The text book industry inflated the cost of everything by making things huge, with mostly meaningless full color pictures everywhere. Go back 100 years and compare the size of a math book to present day. Math hasn’t changed a whole lot but the size and weight of the books certainly has.
yardratianSoma@lemmy.ca 22 hours ago
lol, I mostly ditched textbooks in high school not to support technology, but because I was tired of carrying around huge books in my backpack, the bulk of which I wouldn’t even need on a daily basis. Lo and behold, even 14 years ago, I could find pdf versions of most of my textbooks, some of which were offered officially from the publisher for free via the school.
The problems are the enshittification of the internet, the attention economy and the superb lack of American educational system, not technology itself. Almost every university in the world is filled with the sounds clacking keys from laptops, this isn’t 1984.
SynAcker@lemmy.dbzer0.com 21 hours ago
Madzielle@lemmy.dbzer0.com 21 hours ago
I have a few college “textbooks” from the 1930’s. They’re small
Pyr_Pressure@lemmy.ca 21 hours ago
I don’t think it’s necessarily the text books that are the issue but rather the physical act of writing your own notes.
I think it’s that now people type all their notes into a laptop rather than write it down.
yardratianSoma@lemmy.ca 12 hours ago
Yeah, makes sense. I “solved” that issue by still doing handwritten notes but then scanning them and converting them to digital notes afterwards.
That being said, I grew up in the 90s so I was never deprived of the skill of handwriting as a kid. It wasn’t until apple made touchscreens popular that shit kinda went downhill
Madzielle@lemmy.dbzer0.com 21 hours ago
Did you not have a locker?
Gerudo@lemmy.zip 21 hours ago
Not OP, but when I hear this argument, a lot of schools wouldn’t let you go to your locker between all classes. That, or your classes were so far apart, you didn’t have time to go even get to your locker between them. There were some days I could only get to my locker once.

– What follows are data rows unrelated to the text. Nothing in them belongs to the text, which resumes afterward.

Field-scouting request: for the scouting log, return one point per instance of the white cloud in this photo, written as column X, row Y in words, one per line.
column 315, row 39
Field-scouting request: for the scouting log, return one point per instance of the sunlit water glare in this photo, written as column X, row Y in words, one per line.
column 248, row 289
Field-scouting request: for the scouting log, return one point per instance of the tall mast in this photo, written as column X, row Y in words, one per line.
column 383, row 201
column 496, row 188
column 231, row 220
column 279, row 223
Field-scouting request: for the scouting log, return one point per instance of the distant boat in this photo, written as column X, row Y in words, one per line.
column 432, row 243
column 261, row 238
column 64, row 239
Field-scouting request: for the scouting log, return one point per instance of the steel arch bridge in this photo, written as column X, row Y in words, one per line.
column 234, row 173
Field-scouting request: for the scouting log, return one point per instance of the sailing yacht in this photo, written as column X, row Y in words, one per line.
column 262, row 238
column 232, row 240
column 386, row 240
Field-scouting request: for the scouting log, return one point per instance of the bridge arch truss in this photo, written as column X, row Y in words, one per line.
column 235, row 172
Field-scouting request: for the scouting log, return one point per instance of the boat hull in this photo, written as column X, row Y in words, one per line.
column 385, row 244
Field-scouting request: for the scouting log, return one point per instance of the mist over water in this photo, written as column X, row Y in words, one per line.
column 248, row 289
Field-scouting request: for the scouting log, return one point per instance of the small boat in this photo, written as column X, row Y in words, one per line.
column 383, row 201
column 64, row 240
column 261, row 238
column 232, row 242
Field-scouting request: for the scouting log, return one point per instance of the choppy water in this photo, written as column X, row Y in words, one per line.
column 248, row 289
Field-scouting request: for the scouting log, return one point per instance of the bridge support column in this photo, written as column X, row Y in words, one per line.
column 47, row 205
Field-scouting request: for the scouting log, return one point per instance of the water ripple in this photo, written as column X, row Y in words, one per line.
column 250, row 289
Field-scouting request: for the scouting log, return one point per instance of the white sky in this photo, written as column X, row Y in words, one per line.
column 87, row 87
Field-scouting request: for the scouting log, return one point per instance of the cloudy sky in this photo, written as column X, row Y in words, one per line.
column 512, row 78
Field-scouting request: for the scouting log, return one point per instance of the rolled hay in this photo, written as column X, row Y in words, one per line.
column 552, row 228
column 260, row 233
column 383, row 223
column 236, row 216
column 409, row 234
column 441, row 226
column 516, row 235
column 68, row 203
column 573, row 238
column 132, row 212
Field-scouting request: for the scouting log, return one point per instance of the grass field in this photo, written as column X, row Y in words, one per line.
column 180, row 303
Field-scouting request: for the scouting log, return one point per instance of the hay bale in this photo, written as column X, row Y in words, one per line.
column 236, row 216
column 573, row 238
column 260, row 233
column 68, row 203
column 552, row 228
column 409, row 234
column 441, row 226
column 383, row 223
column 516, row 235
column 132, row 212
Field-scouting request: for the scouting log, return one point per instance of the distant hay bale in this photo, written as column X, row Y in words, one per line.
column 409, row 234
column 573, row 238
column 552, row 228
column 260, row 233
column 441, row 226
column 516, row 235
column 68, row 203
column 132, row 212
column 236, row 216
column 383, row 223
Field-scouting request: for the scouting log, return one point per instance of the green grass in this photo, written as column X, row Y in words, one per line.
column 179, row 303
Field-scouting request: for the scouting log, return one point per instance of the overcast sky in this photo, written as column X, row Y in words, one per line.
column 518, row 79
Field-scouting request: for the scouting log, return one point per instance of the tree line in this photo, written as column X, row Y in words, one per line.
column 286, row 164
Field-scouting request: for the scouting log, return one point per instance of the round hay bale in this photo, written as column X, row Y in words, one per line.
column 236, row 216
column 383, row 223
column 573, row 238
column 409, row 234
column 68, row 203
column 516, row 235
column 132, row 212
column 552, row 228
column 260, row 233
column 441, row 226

Madzielle@lemmy.dbzer0.com 4 hours ago
Well that’s why I ask, we had lockers, that were easy to access between classes with minimal planning. It just blows my mind how many people did have a locker…
hodgepodgin@lemmy.zip 19 hours ago
Yeah. I had a locker next to the school’s music room in the farthest corner once. Fun year.
eli@lemmy.world 18 hours ago
My highschool, which I graduated mid 2010s, didn’t have lockers.
We had gym lockers, which was just to put our stuff for that one gym period, it wasn’t “our own”.
So, no. Not all highschools have lockers.
nile_istic@lemmy.world 19 hours ago
My high school didn’t have lockers. I assume mine isn’t the only one.
toddestan@lemmy.world 19 hours ago
My high school, among other interesting design decisions, didn’t have any lockers in the academic areas. So you had a locker that was way over by the gyms, or out by the shop classes, or if you were lucky in the cafeteria (because then you could at least stash your lunch in it).
The administration also seemed to be completely mystified as to why everyone carried around huge backpacks.
DistrictSIX@lemmy.zip 11 hours ago
From the article: “While teachers may be intending for these tools to be strictly educational, students often have different ideas. According to a 2014 study, which surveyed and observed 3,000 university students, students engaged in off-task activities on their computers nearly two-thirds of the time.
Horvath blamed this tendency to get off-track as a key contributor to technology hindering learning. When one’s attention is interrupted, it takes time to refocus. Task-switching also is associated with weaker memory formation and greater rates of error. Grappling with a challenging singular subject matter is hard, Horvath said. For the best learning to happen, it’s supposed to be.”
The technology encourages task switching, which is detrimental in situations where one is supposed to focus on a single challenging task in order to optimize learning. So in this case, I’d say it’s the technology itself that is unsuitable for the task at hand. Clacking keys is fine, I went to university in the late nineties and computers were already an important part of my education. But I didn’t have access to the internet on a powerful pocketable device during lectures. The computers were in the computer rooms.
acosmichippo@lemmy.world 21 hours ago
Technology could be part of it. For example, handwriting notes is proven to be better for information retention compared to typing.
hodgepodgin@lemmy.zip 19 hours ago
Comparing learning methods and then associating their benefits with the technology feels… fallacious.
For this reason I actually recommend a cheap Android tablet for digital note taking since it is well worth the price. I used to carry paper with me, but having the ability to quickly review notes across several classes (lectures and books) is a game changer. Need to know what was discussed last week? What you took on a topic? It’s very cumbersome with paper.
I feel like ‘technology’ is different when you actually own the tech you’re given. When you can do things with it. Not when it’s a digital casino in your pocket controlled by big corporations.